Наконец в палатке, прямо над головой, появилось бледное крадущееся отражение луны. Время настало…
Она вышла с белым полотенцем через плечо, закрыв им рюкзак, как будто перед сном еще раз решила умыться на ручье.
Ночь наступала прохладная и светлая. Сразу же за лагерем вилась тропа, и только спустя час, может быть, больше, Рита спросила себя: куда она идет?
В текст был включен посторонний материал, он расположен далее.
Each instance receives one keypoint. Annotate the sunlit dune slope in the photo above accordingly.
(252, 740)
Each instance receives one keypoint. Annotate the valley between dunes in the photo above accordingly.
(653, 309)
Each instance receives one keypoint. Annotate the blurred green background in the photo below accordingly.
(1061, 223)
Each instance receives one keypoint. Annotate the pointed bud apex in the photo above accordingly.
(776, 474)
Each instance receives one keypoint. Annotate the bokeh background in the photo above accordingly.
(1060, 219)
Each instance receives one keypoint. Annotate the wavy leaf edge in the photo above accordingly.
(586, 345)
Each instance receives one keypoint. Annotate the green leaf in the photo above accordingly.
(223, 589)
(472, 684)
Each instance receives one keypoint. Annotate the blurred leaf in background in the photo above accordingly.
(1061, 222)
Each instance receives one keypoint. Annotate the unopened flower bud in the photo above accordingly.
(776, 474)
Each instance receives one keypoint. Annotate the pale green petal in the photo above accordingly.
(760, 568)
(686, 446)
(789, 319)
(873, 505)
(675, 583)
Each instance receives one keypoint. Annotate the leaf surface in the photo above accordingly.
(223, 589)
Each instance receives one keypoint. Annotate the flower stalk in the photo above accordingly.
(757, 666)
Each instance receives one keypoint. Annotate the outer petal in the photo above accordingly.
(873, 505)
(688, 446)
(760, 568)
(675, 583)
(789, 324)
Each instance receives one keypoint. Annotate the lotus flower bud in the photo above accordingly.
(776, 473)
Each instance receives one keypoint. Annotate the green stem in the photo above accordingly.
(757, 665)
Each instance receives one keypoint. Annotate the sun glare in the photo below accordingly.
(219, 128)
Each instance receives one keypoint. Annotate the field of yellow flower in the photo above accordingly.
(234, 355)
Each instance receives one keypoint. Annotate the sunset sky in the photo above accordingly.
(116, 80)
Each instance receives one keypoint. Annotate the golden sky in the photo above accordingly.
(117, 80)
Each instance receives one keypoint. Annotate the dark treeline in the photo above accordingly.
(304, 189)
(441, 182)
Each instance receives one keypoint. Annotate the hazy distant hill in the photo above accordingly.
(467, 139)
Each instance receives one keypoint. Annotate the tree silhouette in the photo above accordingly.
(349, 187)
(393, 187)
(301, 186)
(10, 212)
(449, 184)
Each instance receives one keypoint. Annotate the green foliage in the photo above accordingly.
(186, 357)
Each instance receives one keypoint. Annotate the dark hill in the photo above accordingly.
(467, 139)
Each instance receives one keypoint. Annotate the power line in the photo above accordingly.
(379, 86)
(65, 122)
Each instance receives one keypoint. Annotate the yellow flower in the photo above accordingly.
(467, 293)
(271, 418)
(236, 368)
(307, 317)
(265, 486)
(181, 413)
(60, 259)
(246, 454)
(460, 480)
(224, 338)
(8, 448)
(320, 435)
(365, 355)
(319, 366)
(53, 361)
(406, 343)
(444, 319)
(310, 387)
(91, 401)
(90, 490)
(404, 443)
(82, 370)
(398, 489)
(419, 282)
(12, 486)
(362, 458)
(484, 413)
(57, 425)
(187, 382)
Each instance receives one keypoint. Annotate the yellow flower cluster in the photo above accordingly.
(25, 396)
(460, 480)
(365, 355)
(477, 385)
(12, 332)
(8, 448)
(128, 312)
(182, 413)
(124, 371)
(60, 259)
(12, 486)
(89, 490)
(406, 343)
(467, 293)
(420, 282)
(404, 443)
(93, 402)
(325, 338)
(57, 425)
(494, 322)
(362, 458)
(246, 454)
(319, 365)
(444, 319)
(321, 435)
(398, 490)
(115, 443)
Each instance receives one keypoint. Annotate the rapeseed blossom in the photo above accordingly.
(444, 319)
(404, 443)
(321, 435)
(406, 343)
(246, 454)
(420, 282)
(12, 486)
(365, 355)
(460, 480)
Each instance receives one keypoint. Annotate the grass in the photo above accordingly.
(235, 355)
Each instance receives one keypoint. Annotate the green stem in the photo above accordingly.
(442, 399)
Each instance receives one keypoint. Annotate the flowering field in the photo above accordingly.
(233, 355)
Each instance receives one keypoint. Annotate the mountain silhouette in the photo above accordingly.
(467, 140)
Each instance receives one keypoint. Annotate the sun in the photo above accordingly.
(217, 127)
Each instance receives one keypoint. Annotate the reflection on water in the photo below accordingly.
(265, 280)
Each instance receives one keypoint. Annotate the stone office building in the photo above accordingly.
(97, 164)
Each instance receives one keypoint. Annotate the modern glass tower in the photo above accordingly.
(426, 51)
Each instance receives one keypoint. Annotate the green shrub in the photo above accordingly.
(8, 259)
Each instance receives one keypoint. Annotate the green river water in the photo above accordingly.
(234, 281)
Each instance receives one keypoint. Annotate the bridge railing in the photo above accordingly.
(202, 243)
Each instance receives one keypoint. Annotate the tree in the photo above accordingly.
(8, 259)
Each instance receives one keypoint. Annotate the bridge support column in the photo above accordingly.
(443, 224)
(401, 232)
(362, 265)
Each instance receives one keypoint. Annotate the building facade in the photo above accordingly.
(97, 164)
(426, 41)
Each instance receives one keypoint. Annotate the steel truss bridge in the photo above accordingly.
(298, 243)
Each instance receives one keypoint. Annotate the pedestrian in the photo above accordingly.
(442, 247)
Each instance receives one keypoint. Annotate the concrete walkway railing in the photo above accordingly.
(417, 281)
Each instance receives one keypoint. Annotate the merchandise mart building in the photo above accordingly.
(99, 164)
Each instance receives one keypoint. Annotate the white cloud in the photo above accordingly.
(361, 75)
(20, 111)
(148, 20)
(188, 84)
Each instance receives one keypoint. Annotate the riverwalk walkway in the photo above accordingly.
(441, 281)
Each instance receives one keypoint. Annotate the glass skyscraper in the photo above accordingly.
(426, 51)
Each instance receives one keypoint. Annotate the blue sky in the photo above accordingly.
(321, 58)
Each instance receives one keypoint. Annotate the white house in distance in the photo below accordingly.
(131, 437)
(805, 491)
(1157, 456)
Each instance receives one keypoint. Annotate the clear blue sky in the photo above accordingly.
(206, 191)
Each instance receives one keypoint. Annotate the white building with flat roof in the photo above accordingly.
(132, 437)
Вспомнила, что тропа где-то за небольшим перевалом должна выйти на проселочную дорогу, а дорога – к тракту. На тракте она сядет в первую же машину и уедет в Бийск. Что будет дальше – безразлично. Безразлично – идти ли в сторону тракта или в какую-то другую сторону. Ей нужно было, чтобы с каждым шагом увеличивалось расстояние между нею и людьми, от которых она уходила. По мере того как ощущение этого расстояния появлялось – она снова могла о людях думать. Рядом с ними – не могла.
Ей нужно было, чтобы люди не только ее простили, но и навсегда забыли бы, что когда-то им довелось прощать ее. Но ведь они никогда не забудут ни ее вины, ни своего прощения, если даже простят? Никогда!
Только один человек способен был это сделать, только к одному она сейчас, сию минуту могла бы прильнуть, выплакаться у него на руках и до конца поверить в его прощение. Этот единственный человек совсем недавно был рядом с нею. Она его погубила.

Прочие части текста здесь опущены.